Given the volume of data points and the velocity or frequency of delivery, these may be as important as measures for Completeness or Validity if they are critical to analytic use. All of these can be monitored and followed over time as well, giving additional insight into trends of information quality.
The answer is blowin' in the wind
With some understanding of the data content and potential points of data quality failure, I come back to the value or fitness for purpose of the data. If I'm evaluating the impact of the weather on my store-based sales vs. my online sales, I may want to correlate the hourly weather readings of stations close to my stores and close to my customer's billing addresses. Hourly gaps may impact this analysis, but I may be able to smooth over such gaps with other nearby sensor readings.
If I'm evaluating daily sales only leading up to Christmas, I may only care about the aggregate weather for the day such as Min/Max Temperature and Total Precipitation. Two or three out of 24 possible data points may be quite sufficient for my needs, and the impact of specific data quality issues from a given sensor drops with an increase in available data points for the time period or the general area. And conversely, if I only have one sensor with very sporadic data near a given store or customer, the impact of data quality issues grows significantly.
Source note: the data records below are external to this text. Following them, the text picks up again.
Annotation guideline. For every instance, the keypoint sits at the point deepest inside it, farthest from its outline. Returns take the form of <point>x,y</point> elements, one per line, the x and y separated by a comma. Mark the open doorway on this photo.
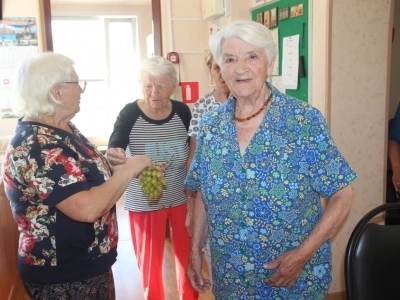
<point>107,40</point>
<point>107,58</point>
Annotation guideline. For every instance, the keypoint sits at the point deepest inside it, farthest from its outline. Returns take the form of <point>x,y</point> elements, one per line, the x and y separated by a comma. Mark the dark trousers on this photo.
<point>392,216</point>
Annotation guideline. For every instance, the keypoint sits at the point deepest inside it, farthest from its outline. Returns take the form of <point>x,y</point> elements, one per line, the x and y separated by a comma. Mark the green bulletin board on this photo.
<point>289,27</point>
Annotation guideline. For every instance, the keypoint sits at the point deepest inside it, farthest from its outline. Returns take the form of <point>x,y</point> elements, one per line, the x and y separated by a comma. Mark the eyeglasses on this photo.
<point>81,83</point>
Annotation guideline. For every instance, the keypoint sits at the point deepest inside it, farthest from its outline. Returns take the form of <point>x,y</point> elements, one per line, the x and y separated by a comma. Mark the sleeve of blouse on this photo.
<point>327,167</point>
<point>54,171</point>
<point>122,127</point>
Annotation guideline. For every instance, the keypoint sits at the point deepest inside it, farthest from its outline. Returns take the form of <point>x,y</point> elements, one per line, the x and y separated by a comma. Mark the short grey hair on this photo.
<point>33,80</point>
<point>252,33</point>
<point>156,66</point>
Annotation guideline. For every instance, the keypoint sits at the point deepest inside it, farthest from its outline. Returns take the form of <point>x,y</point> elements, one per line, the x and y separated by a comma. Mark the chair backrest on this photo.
<point>372,261</point>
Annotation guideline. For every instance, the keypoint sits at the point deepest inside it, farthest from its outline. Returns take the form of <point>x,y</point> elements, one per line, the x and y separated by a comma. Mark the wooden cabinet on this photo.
<point>10,284</point>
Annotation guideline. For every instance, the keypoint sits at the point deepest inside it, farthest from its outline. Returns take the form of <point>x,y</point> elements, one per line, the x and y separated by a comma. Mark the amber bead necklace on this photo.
<point>256,113</point>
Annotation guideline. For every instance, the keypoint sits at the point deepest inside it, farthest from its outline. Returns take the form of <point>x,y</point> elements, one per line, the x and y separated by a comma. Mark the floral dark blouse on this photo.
<point>267,201</point>
<point>43,166</point>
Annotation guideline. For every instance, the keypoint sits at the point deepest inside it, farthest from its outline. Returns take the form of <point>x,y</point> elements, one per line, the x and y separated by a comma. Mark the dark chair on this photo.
<point>372,261</point>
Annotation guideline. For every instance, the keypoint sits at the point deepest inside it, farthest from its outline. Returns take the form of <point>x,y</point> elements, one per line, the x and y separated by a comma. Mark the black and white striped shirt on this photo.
<point>160,139</point>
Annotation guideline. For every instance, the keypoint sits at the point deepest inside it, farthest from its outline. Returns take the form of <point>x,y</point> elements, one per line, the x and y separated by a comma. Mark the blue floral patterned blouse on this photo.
<point>267,201</point>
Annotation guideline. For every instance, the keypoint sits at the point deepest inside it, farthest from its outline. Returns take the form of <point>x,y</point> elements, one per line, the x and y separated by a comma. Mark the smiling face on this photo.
<point>157,90</point>
<point>244,67</point>
<point>216,75</point>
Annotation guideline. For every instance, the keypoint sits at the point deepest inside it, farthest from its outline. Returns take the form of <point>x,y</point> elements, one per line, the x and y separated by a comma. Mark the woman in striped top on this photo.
<point>156,126</point>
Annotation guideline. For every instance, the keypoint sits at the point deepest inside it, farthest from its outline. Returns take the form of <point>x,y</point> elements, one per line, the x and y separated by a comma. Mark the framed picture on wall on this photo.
<point>274,17</point>
<point>284,13</point>
<point>260,18</point>
<point>267,18</point>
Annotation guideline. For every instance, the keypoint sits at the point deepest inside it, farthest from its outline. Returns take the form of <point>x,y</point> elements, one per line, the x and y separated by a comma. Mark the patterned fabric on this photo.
<point>100,287</point>
<point>202,106</point>
<point>159,139</point>
<point>43,166</point>
<point>267,201</point>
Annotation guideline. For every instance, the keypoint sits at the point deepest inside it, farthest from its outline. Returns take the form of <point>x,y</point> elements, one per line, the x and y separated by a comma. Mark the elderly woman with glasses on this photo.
<point>61,188</point>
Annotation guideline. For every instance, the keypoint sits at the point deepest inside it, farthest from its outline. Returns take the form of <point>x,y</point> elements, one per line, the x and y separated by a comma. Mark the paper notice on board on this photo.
<point>275,36</point>
<point>290,61</point>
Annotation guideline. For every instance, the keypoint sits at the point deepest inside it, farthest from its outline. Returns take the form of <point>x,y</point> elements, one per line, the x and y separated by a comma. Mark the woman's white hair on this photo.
<point>156,66</point>
<point>33,81</point>
<point>252,33</point>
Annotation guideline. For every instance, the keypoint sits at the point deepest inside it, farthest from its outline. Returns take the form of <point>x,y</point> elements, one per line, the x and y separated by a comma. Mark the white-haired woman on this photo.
<point>156,126</point>
<point>263,161</point>
<point>61,188</point>
<point>210,101</point>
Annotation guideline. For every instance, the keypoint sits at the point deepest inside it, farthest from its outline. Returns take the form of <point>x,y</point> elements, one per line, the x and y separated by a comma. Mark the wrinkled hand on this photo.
<point>396,177</point>
<point>116,156</point>
<point>289,267</point>
<point>199,283</point>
This suggests that the weight of given measures for data quality is not constant for sensor data, but is variable depending on factors in its use. And one additional quality measure may be an identification of the fit of the sensor data coverage/measures to the data I wish to analyze against it (i.e. if I'm evaluating a store in an area where no sensors exist, I've got nothing to evaluate against).
What else from sensors?
The Internet of Things, the instrumentation of many, many devices, will have a profound impact on the variety, volume, and velocity of incoming data to evaluate. Certainly this is just one example of the type of information available from sensors. However, in stepping through familiar data such as weather observations, not only do our common information quality measures hold up, but there are additional measures that can be put in place for ongoing monitoring. What becomes interesting is how the aggregation of such data may shift the quality requirements and the associated impact.
Do you have other examples? I'm curious how well these information quality measures hold with the range of sensor-based data that is emerging.
As always, the postings on this site are my own and don't necessarily represent IBM's positions, strategies or opinions.